For one thing, in a standard train/dev/test setup, the model is arguably not really doing prediction, it’s doing retrodiction. It’s making ‘predictions’ about things which already happened in the past. The final model is chosen based on what retrodicts the data the best.
Yes, this is a reasonable description to my eyes. Moreover, I actually think it maps fairly well to the above description of how a QFT-style model might be trained to predict the next token of some body of text; in your terms, this is possible specifically because the text already exists, and retrodictions of that text can be graded based on how well they compare against the ground truth.
Also, usually the data is IID rather than sequential—there’s no time component to the data points (unless it’s a time-series problem, which it usually isn’t).
This, on the other hand, doesn’t sound right to me. Yes, there are certainly applications where the training regime produces IID data, but next-token prediction is pretty clearly not one of those?

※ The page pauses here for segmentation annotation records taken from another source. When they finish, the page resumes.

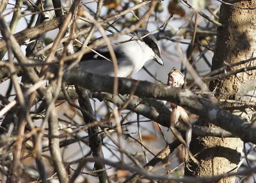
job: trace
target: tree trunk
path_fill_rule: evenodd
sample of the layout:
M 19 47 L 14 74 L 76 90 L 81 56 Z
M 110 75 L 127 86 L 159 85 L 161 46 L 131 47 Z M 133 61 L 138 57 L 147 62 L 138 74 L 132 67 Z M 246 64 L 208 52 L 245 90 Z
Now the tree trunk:
M 255 7 L 254 1 L 225 1 L 243 8 Z M 234 3 L 234 1 L 239 1 Z M 218 29 L 216 47 L 212 60 L 212 70 L 225 65 L 255 56 L 256 54 L 256 11 L 255 9 L 242 9 L 222 4 L 220 14 L 222 26 Z M 231 67 L 230 70 L 255 66 L 256 61 Z M 229 70 L 227 70 L 229 71 Z M 215 80 L 210 83 L 210 90 L 228 93 L 252 94 L 256 86 L 256 72 L 244 72 L 225 79 Z M 222 94 L 222 95 L 221 95 Z M 215 95 L 217 99 L 249 100 L 250 97 L 235 95 Z M 234 115 L 245 117 L 252 111 L 245 105 L 220 104 L 226 110 Z M 250 122 L 249 117 L 246 119 Z M 232 122 L 230 122 L 230 123 Z M 213 127 L 207 122 L 202 121 L 201 125 Z M 185 170 L 186 175 L 212 176 L 236 171 L 241 159 L 243 143 L 237 138 L 221 138 L 215 137 L 194 137 L 191 150 L 193 153 L 202 151 L 197 159 L 200 166 L 192 164 L 190 169 Z M 236 177 L 219 180 L 218 182 L 234 182 Z

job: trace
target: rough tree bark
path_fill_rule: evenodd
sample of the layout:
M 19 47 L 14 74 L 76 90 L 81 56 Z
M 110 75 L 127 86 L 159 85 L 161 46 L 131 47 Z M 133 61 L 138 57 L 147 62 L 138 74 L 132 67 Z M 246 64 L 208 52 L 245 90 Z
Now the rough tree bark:
M 218 29 L 216 47 L 212 60 L 212 70 L 218 69 L 226 64 L 232 64 L 255 56 L 256 51 L 256 11 L 254 1 L 225 1 L 239 7 L 222 4 L 220 22 L 222 26 Z M 235 1 L 237 3 L 234 3 Z M 245 65 L 234 67 L 236 70 L 248 66 L 256 65 L 254 60 Z M 231 68 L 230 68 L 231 69 Z M 210 90 L 229 93 L 241 93 L 252 94 L 255 88 L 256 72 L 255 70 L 242 72 L 224 79 L 215 80 L 210 83 Z M 234 99 L 232 95 L 216 95 L 217 99 L 247 100 Z M 246 106 L 238 104 L 221 104 L 221 106 L 242 117 L 252 111 Z M 248 116 L 246 116 L 248 117 Z M 250 116 L 247 118 L 250 122 Z M 232 123 L 232 122 L 230 122 Z M 202 125 L 213 127 L 207 122 Z M 214 126 L 215 127 L 215 126 Z M 243 143 L 238 138 L 214 137 L 195 137 L 192 140 L 191 150 L 193 153 L 202 151 L 197 159 L 200 166 L 193 164 L 192 171 L 185 170 L 186 175 L 211 176 L 237 170 L 241 160 Z M 218 182 L 234 182 L 236 177 L 220 180 Z

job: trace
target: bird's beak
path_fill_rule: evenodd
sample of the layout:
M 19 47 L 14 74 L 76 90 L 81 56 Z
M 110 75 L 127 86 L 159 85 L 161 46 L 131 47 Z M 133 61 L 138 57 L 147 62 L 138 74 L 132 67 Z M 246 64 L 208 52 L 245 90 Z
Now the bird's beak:
M 155 56 L 154 57 L 153 60 L 161 66 L 164 66 L 164 62 L 163 61 L 163 59 L 156 54 L 155 54 Z

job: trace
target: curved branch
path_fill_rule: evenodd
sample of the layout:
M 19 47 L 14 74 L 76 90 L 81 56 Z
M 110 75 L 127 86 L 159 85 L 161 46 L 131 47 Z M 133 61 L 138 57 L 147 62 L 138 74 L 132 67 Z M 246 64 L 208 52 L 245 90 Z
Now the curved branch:
M 113 93 L 112 77 L 73 70 L 65 74 L 64 80 L 68 84 L 79 85 L 92 92 Z M 119 93 L 130 93 L 136 81 L 134 79 L 119 78 Z M 183 91 L 179 88 L 140 81 L 134 95 L 141 97 L 165 100 L 177 104 L 232 132 L 242 140 L 256 143 L 256 127 L 246 122 L 239 116 L 233 115 L 219 107 L 209 99 L 198 97 L 191 91 Z M 232 123 L 230 123 L 230 121 Z

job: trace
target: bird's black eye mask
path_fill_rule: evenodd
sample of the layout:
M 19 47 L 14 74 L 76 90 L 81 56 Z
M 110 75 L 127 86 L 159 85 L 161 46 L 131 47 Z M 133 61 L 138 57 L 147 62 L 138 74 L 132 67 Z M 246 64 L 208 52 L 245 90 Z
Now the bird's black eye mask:
M 142 40 L 147 44 L 159 57 L 161 57 L 160 50 L 156 43 L 157 40 L 153 35 L 149 35 L 143 38 Z

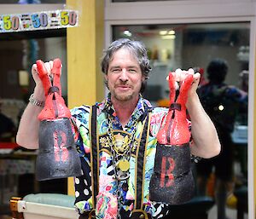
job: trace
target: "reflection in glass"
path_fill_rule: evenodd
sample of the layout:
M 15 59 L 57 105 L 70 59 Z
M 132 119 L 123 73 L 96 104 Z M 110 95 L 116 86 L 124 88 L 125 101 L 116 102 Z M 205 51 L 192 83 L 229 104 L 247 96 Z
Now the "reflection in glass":
M 145 43 L 153 71 L 143 95 L 154 106 L 168 107 L 169 89 L 166 81 L 168 72 L 177 68 L 194 68 L 201 74 L 200 86 L 202 86 L 209 82 L 207 66 L 215 58 L 224 60 L 228 64 L 224 83 L 235 86 L 247 95 L 249 79 L 249 22 L 113 26 L 113 39 L 129 37 Z M 218 197 L 223 196 L 223 203 L 218 205 L 218 211 L 222 211 L 218 213 L 218 219 L 224 216 L 222 207 L 236 208 L 237 197 L 234 196 L 234 192 L 237 193 L 239 189 L 246 188 L 243 191 L 247 193 L 247 105 L 238 111 L 234 124 L 231 133 L 229 132 L 231 139 L 228 143 L 234 157 L 230 160 L 227 158 L 223 164 L 231 164 L 234 175 L 231 183 L 221 184 L 222 190 L 219 190 Z M 225 143 L 222 143 L 222 147 L 225 147 Z M 195 178 L 196 166 L 195 164 Z M 212 171 L 205 183 L 206 187 L 198 186 L 198 191 L 203 190 L 201 194 L 219 203 L 214 187 L 214 184 L 218 183 L 218 174 Z M 217 210 L 214 214 L 213 218 L 216 218 Z M 228 217 L 236 217 L 236 213 L 231 216 L 229 214 Z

Later tokens are highly conditionally dependent on previous tokens, in a way that’s much closer to a time series than to some kind of IID process. Possibly part of the disconnect is that we’re imagining different applications entirely—which might also explain our differing intuitions w.r.t. deployment?
The fact that we’re choosing a model which retrodicts well is why the presence/absence of a human is generally assumed to be irrelevant, and emphasizing this factor sounds wacky to my ML engineer ears.
Right, so just to check that we’re on the same page: do we agree that after a (retrodictively trained) model is deployed for some use case other than retrodicting existing data—for generative use, say, or for use in some kind of online RL setup—then it’ll doing something other than retrodicting? And that in that situation, the source of (retrodictable) ground truth that was present during training—whether that was a book, a philosopher, or something else—will be absent?
If we do actually agree about that, then that distinction is really all I’m referring to! You can think of it as training set versus test set, to use a more standard ML analogy, except in this case the “test set” isn’t labeled at all, because no one labeled it in advance, and also it’s coming in from an unpredictable outside world rather than from a folder on someone’s hard drive.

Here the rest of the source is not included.